Petite erreur du dessinateur puisque l'auteur décrit ainsi le paysage : Il faisait un temps superbe, et le soleil inondait la campagne. Le panorama des îles apparaissait féérique. La mer était couleur d'encre à stylo.
Nonobstant cette entrée en matière, plongeons-nous maintenant dans le texte proprement dit.
Jean Ferrier, riche planteur de canne à sucre dans l'île principale de l'archipel des Marquises, organise une réception. Alors qu'il se repose, seul, dans un salon, sa fille Christine entre en compagnie d'un jeune homme, Maurice Louvois, issu d'une famille modeste mais honnête. Elle désire montrer à son soupirant un harpon de nacre que lui a offert un Canaque qu'elle a sauvé de la noyade quelque temps auparavant. C'est à ce moment qu'un serviteur remet au planteur un message réclamant le précieux objet et signé Les Requins de l'Archipel.
Il s'agit d'une dangereuse bande de malfaiteurs qui a également menacé la société de pêcheries côtières dans laquelle travaille le père de Maurice. Chargé de surveiller le lieu de pêche, Louvois père est enlevé. Jean Ferrier place un leurre à l'endroit indiqué sur le message mais Christine, désobéissant à son père, pense pouvoir surprendre les gredins. Elle est enlevée elle aussi par Gilbert-le-borgne et deux Canaques. Entravée, elle est conduite sur l'Atoll Maudit. Ferrier et Maurice se lancent à la recherche de la jeune fille, délivrent le père du jeune homme, et se rendent à l'Atoll Maudit sur lequel plane une sombre légende, celle du Poisson-Dieu. L'histoire se termine bien, évidemment, dans les embrassades, avec en prime un trésor, grâce aux bons offices du harpon qui, telle l'épée de Durandal fendant les rochers en deux, sert de sésame.

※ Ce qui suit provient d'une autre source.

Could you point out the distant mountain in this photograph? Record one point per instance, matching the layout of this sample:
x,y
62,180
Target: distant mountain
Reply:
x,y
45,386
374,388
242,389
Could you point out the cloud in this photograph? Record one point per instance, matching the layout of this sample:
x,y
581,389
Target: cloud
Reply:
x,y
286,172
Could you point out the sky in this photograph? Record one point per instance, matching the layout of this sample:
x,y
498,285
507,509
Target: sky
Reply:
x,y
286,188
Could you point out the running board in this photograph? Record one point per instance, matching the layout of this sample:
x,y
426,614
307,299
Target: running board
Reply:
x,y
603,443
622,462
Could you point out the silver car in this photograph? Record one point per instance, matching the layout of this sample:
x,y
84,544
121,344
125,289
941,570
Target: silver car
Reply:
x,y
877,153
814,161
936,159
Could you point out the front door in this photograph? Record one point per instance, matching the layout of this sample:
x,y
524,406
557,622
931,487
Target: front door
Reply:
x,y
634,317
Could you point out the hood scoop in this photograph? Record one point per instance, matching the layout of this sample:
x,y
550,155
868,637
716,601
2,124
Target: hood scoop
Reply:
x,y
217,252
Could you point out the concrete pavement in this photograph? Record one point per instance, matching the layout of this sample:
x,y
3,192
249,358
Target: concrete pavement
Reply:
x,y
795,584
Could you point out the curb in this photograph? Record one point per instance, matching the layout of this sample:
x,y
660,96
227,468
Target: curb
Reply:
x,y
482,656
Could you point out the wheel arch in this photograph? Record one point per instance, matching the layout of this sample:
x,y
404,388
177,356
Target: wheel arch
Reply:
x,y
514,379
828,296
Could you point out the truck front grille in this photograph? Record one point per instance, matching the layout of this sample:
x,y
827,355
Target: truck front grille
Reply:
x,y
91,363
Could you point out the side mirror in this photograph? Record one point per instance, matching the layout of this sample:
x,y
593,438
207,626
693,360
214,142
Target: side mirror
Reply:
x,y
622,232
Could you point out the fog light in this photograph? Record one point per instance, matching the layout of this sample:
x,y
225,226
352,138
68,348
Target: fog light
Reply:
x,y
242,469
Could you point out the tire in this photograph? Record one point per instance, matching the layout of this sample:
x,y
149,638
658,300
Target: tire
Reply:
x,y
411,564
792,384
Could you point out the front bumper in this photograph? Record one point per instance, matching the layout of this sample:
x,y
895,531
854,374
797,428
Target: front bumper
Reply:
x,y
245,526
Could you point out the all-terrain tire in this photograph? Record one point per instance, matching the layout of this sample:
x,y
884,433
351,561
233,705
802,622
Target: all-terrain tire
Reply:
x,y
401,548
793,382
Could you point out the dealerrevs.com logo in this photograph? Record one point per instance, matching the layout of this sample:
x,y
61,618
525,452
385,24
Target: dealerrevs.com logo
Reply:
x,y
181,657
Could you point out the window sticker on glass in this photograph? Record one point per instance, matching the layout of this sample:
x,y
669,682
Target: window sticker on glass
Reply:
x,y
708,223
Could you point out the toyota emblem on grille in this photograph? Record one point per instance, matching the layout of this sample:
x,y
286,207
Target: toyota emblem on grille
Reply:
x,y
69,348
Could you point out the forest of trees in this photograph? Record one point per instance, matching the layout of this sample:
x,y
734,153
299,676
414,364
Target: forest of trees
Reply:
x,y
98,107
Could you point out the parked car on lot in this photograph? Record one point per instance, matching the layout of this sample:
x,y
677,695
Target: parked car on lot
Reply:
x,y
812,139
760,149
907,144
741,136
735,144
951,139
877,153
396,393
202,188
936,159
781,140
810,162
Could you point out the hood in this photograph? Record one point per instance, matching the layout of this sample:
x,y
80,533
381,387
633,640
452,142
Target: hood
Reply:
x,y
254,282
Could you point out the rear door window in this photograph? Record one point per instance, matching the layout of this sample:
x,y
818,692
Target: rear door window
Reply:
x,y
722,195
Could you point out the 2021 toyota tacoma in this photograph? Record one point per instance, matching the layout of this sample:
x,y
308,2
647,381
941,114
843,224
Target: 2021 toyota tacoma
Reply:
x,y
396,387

Petit roman d'aventures exotiques, l'Atoll Maudit ne déparerait pas aujourd'hui dans une bibliothèque... pour enfants, tant il est gentillet et juvénile. André Star, alias Max-André Dazergues, place l'action de son intrigue dans un paysage de carte postale qu'il se contente d'évoquer sans véritablement en décrire les beautés. Les personnages manquent d'épaisseur et l'histoire en elle-même est un peu tirée par les cheveux, certaines situations se dénouant grâce à des concours de circonstances dont la crédibilité peut être mise en doute. Tout du moins c'est ce que peut ressentir le lecteur exigeant d'aujourd'hui pour qui les coïncidences trop téléphonées sont malvenues. Nul doute qu'à l'époque de l'après-guerre, ce genre d'historiette pouvait faire rêver, mais les temps ont changé. La contrainte de respecter la pagination explique peut-être aussi cette retenue dans la description des paysages et des actions. D'ailleurs on sent qu'André Star est parfois brimé, utilisant volontiers les points de suspension en début et fin de phrase, comme s'il avait été obligé de réduire son texte. Toutefois il ne faut pas se fier au nombre de pages, car la police de caractère est menue et bonjour les yeux !
André STAR : L'Atoll Maudit. Editions S.A.E.T.L. Collection Le Risque Tout. Parution 4ème trimestre 1945. 20 pages.